Out-of-State Fee Challenged

Chemical Waste Management, which operates the country's largest hazardous waste facility in Emelle, Ala., is challenging a 1990 state law that imposes a $72-perton fee on waste generated out of state but disposed within alabama's borders. The fee is in addition to a base levy of $26.50 per ton imposed on all waste disposed at Alabama facilities.

Because the $72-per-ton fee applies only to wastes produced out of state, Chemical Waste Management argues, the fee is unconstitutional.

The firm alleges that the fee violates the Constitution's commerce clause, which delegates to Congress sole authority to regulate interstate trade. The Supreme Court has long interpreted the clause to mean states cannot erect barriers, such as discriminatroy taxes, to the free flow of goods and services across state lines.

Alabama officials concede the $72 charge discriminates against out-of-state waste but insist the levy is "not simple economic protectionism." Gov. Guy Hunt, in legal briefs recently submitted to the Supreme Court, said the levy is "a legitimate measure to protect public safety, health, and the environment."

Gov. Hunt cited several recent Supreme Court precedents to bolster his view, including the court's ruling in a 1988 case, New Energy Co. v. Limbach. In that case, the court said states "may validate a statute that discriminates against interstate commerce by showing that it advances a legitimate local purpose that cannot be adequately served by reasonable nondiscriminatory alternatives."

But Chemical Waste Management lawyers countered that the Supreme Court imposes a high burden on states in proving they have a good reason to impose discriminatory fees and taxes. For example, in Hughes v. Oklahaoma, a 1979 case, the court said such levies must be subjected to "the strictest scrutiny" to ascertain legitimate local purposes and "the absence of non-discriminatory motives."

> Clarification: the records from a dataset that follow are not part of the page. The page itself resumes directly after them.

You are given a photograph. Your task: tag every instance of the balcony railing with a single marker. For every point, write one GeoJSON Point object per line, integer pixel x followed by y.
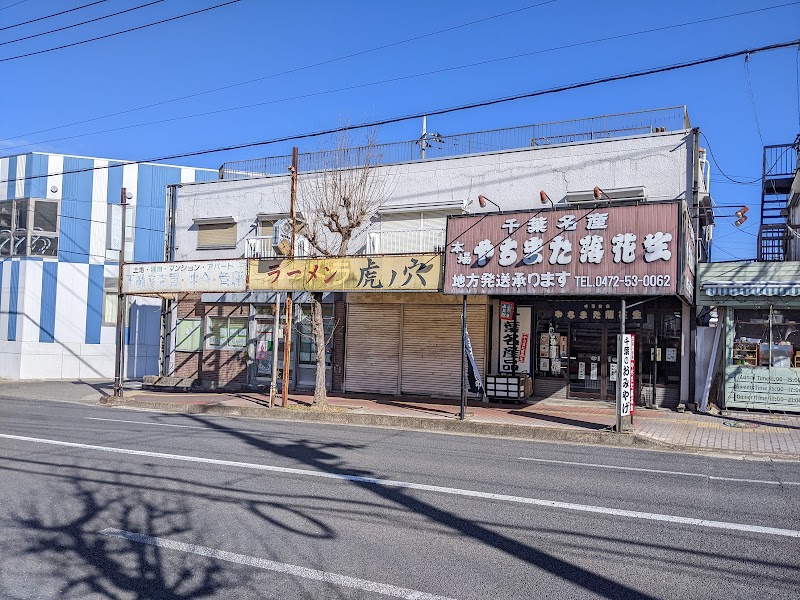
{"type": "Point", "coordinates": [259, 247]}
{"type": "Point", "coordinates": [395, 242]}
{"type": "Point", "coordinates": [560, 132]}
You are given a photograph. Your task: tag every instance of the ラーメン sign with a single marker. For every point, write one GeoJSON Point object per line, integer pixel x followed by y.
{"type": "Point", "coordinates": [385, 273]}
{"type": "Point", "coordinates": [600, 250]}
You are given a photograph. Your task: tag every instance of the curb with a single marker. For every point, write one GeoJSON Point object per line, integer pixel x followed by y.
{"type": "Point", "coordinates": [525, 432]}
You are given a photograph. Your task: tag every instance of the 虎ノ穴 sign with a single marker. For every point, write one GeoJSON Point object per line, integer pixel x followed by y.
{"type": "Point", "coordinates": [380, 273]}
{"type": "Point", "coordinates": [592, 250]}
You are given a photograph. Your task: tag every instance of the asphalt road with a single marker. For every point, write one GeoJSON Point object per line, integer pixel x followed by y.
{"type": "Point", "coordinates": [101, 502]}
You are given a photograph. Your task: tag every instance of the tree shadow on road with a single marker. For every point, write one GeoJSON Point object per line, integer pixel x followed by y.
{"type": "Point", "coordinates": [76, 561]}
{"type": "Point", "coordinates": [325, 462]}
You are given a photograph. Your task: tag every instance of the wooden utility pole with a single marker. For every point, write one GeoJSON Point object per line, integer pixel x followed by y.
{"type": "Point", "coordinates": [287, 331]}
{"type": "Point", "coordinates": [119, 362]}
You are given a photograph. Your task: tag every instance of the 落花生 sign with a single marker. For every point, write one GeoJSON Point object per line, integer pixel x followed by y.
{"type": "Point", "coordinates": [603, 250]}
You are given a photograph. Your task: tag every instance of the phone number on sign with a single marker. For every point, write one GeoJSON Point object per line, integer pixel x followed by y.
{"type": "Point", "coordinates": [606, 281]}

In one landmark case involving the volatile issue of hazardous waste disposal, the court in 1978 ruled in the City of Philadelphia v. New Jersey that New Jersey could not bar disposal of out-of-state wastes within its borders while at the same time permitting disposal of in-state wastes.

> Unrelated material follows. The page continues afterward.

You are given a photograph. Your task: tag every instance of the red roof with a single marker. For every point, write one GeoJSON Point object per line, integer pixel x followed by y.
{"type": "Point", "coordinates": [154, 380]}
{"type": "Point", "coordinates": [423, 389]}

The court in that case said the commerce clause does not allow states to discriminate "against articles of commerce coming from outside the state unless there is some reason, apart from their origin, to treat them differently." Concluding that there was no reason to distinguish between out-of-state and instate wastes, the court found the law "clearly impermissible under the commerce clause."

Other High Court Action

In other action yesterday, the Supreme Court let stand a federal appeals court ruling shielding a municipally owned cable television service from antitrust lawsuits.

The case, Paragould Cablevision Inc. v. City of Paragould, Ark., arose when city voters in 1986 authorized the Paragould Light and Water Commission to set up a municipally owned cable television system to compete with Cablevision.

In 1989, voters approved the issuance of $3.2 million of general obligation bonds to finance construction of the new cable provider. The bonds are secured by revenues from the cable operation and, if necessary, by tax increases.

Cablevision argues that city officials threatened a tax increase to pay off the bonds if the new city-owned cable provider did not gain at least 60% of the city cable market. According to Cablevision, those threats, among other things, constituted predatory and anticompetitive behavior inconsistent with federal law.

A federal appeals court sided with the city, and the U.S. Court of Appeals for the Eighth Circuit affirmed the lower court ruling.

Earlier this year, the Supreme Court in City of Columbia, S.C., v. Omni Outdoor Advertising Inc. said municipalities generally are shielded from suits stemming from federal antitrust law. However, the court said "this immunity does not necessarily obtain where the state acts not in a regulatory capacity but as a commercial participant in a given market."